“We are all called to be holy. ‘Each in his or her own way,’” Pope Francis says in his exhortation “ Gaudete et exultate”. We’re all different; saints are different too.
Today, the church remembers St. Irenaeus, yesterday we remembered St. Cyril of Alexandria. Two different people, two different saints.. Cyril was a forceful, confrontative bishop of Alexandria; Irenaeus, as his name suggests, was a fair man and a peacemaker.
I learned about Irenaeus many years ago in a course on Gnosticism in Rome under Fr. Antonio Orbe, SJ, an expert on the subject. Gnosticism threatened Christianity in the 2nd century; afterwards most of its writings were destroyed. A large cache of its writings buried in the sands of Egypt had been recently unearthed and Father Orbe was just back after studying them. Until then, the Gnostic teachings were known mostly through the writings of St. Irenaeus, whom we honor today.,
Fr. Orbe observed that as he compared the gnostic writings to Irenaeus’ reports of them he was struck how accurately and fairly Irenaeus described them,, not distorting anything they said or omitting their ideas. He was fair and respectful. Irenaeus was fair minded and respectful to friend and foe alike. He was a peace-maker. Cyril of Alexandria was different. He would have left those writings buried in the sands of Egypt.
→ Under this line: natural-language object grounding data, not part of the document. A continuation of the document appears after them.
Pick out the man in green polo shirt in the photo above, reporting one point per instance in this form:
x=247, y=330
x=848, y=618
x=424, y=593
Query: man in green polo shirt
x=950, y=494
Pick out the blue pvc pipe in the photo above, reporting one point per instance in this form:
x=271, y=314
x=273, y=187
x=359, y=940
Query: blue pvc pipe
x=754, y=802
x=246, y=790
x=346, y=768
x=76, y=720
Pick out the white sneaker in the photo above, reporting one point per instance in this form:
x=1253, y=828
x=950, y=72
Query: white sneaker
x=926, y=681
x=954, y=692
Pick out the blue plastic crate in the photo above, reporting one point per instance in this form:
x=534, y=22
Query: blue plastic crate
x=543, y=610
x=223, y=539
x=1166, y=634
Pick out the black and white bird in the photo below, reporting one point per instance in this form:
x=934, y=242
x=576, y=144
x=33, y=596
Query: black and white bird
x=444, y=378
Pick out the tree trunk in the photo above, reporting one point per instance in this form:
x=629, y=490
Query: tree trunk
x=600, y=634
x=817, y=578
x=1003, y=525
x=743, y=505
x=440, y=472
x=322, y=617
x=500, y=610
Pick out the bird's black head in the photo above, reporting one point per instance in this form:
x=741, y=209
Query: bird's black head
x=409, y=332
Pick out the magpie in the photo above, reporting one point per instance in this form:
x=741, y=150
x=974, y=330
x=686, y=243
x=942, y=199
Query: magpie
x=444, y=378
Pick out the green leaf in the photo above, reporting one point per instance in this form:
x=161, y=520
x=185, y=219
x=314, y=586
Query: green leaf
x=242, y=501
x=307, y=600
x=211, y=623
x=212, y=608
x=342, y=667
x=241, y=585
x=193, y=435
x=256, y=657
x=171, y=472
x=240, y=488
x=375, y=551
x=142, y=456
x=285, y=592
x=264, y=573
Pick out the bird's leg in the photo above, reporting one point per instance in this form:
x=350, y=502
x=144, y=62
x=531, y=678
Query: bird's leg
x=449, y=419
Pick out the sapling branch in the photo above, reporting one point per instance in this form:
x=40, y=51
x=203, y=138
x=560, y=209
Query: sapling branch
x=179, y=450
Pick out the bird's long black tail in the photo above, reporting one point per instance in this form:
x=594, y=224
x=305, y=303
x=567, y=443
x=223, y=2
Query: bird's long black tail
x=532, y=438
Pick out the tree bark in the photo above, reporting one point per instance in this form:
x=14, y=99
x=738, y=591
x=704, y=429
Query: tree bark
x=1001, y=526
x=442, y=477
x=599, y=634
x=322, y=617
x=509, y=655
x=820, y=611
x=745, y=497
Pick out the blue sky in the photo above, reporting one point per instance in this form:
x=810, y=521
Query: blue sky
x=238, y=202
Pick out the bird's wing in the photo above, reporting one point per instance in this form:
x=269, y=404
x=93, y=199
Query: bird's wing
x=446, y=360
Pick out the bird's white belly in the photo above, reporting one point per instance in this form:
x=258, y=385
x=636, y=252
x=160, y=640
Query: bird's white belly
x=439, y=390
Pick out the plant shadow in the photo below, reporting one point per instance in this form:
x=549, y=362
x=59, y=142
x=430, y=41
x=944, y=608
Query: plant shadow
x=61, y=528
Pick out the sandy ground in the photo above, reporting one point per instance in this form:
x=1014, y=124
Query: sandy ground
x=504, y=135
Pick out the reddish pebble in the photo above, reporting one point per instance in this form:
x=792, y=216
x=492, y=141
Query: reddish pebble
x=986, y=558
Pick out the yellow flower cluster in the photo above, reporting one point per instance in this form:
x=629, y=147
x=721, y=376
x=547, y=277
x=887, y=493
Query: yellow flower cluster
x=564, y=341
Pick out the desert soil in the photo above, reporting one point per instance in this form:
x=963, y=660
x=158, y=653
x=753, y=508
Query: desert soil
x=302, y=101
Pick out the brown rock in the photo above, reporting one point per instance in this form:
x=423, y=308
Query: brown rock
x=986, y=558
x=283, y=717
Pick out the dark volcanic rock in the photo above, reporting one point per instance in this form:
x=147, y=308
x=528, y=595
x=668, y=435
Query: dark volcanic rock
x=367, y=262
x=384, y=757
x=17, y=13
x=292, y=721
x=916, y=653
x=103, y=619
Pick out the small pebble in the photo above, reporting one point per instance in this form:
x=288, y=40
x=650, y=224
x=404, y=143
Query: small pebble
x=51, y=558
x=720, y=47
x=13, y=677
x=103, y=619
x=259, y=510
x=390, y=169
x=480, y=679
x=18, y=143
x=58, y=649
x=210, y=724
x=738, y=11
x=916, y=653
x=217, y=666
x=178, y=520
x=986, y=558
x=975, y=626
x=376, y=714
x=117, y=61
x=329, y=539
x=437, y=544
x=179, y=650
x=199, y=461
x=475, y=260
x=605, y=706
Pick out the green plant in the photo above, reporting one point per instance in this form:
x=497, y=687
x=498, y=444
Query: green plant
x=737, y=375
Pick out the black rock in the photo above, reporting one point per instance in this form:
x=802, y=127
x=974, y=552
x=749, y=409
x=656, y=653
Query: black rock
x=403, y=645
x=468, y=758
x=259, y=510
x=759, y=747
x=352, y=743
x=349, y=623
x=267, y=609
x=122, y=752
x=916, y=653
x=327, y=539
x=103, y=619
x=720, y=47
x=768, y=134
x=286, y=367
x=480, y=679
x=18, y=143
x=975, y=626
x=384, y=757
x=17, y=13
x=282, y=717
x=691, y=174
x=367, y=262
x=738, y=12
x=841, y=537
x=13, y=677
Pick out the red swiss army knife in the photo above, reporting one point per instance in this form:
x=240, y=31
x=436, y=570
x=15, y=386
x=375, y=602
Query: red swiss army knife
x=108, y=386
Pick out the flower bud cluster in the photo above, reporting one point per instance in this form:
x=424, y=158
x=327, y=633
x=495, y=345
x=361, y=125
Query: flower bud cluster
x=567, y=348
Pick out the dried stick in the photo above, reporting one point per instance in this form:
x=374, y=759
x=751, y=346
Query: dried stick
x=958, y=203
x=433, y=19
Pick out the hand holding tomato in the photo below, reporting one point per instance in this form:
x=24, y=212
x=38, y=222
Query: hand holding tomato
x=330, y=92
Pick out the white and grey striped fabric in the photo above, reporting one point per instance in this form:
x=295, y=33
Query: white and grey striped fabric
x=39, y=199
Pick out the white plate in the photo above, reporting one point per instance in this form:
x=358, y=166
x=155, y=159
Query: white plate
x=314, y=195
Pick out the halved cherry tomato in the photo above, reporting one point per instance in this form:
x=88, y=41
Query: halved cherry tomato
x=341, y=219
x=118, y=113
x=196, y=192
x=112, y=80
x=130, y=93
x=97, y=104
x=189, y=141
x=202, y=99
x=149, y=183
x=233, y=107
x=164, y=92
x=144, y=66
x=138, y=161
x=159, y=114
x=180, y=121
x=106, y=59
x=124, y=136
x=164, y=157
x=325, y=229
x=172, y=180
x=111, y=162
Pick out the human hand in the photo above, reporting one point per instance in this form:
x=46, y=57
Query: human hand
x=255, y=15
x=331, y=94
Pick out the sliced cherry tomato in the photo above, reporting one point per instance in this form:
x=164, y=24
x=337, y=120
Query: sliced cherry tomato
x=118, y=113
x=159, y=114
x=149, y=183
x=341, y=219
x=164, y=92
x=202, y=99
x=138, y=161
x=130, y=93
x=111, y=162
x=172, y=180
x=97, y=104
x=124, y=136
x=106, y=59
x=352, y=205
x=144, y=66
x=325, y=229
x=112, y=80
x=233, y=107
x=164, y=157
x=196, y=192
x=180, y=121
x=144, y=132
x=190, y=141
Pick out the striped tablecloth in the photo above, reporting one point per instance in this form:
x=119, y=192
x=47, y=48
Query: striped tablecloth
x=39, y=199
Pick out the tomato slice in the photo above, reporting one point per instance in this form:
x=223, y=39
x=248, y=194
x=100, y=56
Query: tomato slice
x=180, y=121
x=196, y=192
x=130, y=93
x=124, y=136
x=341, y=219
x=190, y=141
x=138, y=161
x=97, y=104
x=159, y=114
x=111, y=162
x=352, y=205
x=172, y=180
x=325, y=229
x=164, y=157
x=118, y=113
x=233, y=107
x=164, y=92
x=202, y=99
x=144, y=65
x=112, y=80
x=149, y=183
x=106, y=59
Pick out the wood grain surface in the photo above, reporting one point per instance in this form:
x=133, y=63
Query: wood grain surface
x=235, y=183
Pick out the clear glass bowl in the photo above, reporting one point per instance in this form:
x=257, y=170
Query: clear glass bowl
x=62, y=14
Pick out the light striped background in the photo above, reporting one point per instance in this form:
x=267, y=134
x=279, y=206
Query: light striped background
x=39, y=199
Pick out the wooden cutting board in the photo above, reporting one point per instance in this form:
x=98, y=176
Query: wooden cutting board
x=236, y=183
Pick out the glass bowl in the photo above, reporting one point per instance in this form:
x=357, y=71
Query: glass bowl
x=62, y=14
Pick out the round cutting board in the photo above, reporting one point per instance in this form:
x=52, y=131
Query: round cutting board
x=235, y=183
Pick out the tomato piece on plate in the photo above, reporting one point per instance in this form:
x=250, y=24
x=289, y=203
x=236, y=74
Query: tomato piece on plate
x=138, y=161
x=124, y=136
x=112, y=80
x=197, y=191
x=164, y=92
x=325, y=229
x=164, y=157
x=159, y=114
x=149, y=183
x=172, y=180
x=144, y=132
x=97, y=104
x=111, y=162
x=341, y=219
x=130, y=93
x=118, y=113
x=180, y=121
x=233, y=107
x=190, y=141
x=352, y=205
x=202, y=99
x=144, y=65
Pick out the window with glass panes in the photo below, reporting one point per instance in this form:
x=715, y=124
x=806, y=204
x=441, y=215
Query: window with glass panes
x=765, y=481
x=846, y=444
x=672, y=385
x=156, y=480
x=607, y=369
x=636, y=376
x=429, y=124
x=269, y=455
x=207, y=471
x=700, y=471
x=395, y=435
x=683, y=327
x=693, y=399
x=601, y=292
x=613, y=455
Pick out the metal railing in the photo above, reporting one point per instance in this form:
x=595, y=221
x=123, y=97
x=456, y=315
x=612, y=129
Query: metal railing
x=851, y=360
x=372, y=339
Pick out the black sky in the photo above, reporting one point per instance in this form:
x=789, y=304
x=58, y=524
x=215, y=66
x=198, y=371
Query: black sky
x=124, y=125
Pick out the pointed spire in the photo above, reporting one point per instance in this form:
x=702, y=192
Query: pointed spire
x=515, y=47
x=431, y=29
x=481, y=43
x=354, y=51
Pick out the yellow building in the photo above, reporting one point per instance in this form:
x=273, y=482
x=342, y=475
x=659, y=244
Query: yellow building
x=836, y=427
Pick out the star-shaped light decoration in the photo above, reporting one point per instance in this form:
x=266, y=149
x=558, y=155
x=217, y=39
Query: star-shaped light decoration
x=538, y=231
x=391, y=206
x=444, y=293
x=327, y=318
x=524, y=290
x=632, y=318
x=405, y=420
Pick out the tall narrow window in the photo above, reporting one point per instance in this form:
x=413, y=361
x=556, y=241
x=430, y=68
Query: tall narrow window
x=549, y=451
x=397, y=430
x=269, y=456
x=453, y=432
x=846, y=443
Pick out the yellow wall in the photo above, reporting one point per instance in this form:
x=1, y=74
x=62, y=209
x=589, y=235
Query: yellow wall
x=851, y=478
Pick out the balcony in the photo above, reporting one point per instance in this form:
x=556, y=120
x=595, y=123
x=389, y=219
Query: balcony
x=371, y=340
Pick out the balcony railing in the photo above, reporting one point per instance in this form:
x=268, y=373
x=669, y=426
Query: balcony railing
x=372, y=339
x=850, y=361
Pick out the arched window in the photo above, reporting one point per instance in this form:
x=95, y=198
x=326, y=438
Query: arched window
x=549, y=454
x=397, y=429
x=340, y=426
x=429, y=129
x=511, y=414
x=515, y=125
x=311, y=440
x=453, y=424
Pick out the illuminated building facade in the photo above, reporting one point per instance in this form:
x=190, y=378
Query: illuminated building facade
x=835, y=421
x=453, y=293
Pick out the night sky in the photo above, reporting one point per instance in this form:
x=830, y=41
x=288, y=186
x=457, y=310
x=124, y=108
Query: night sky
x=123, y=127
Irenaeus is not a bad example for today when hot words and smear attacks, distortions and lies dominate so much communication. Peace makers like him don’t destroy, they heal and unite. That’s why they’re called blessed. He was named the 37th Doctor of the Church by Pope Francis in 2022, who said he was a “Doctor of Church Unity.”
Irenaeus also had a deep respect for creation. Some scholars today insist that the ancient gnostics were broadminded, creative people–rather like themselves– more progressive than the plodding, conservative people of the “great church”– a term Irenaeus used..
In fact, the gnostics made the world smaller than it is, because they made much of the world evil, only some of it meant anything at all. Forget about the rest of it.
All creation is God’s, Irenaeus wrote. “With God, there is nothing without purpose, nothing without its meaning or reason.” All creation is charged with the glory of God.
Irenaeus saw the Eucharist as a sign of this. Bread and wine represent all creation. God comes to us through these earthly signs. We go to God through them.
“God keeps calling us to what is primary by what is secondary, that is, through things of time to things of eternity, through things of the flesh to things of the spirit, through earthly things to heavenly things.”
We should not demean creation, Ireneaus taught. That’s also the message of Pope Francis in “Laudato si.”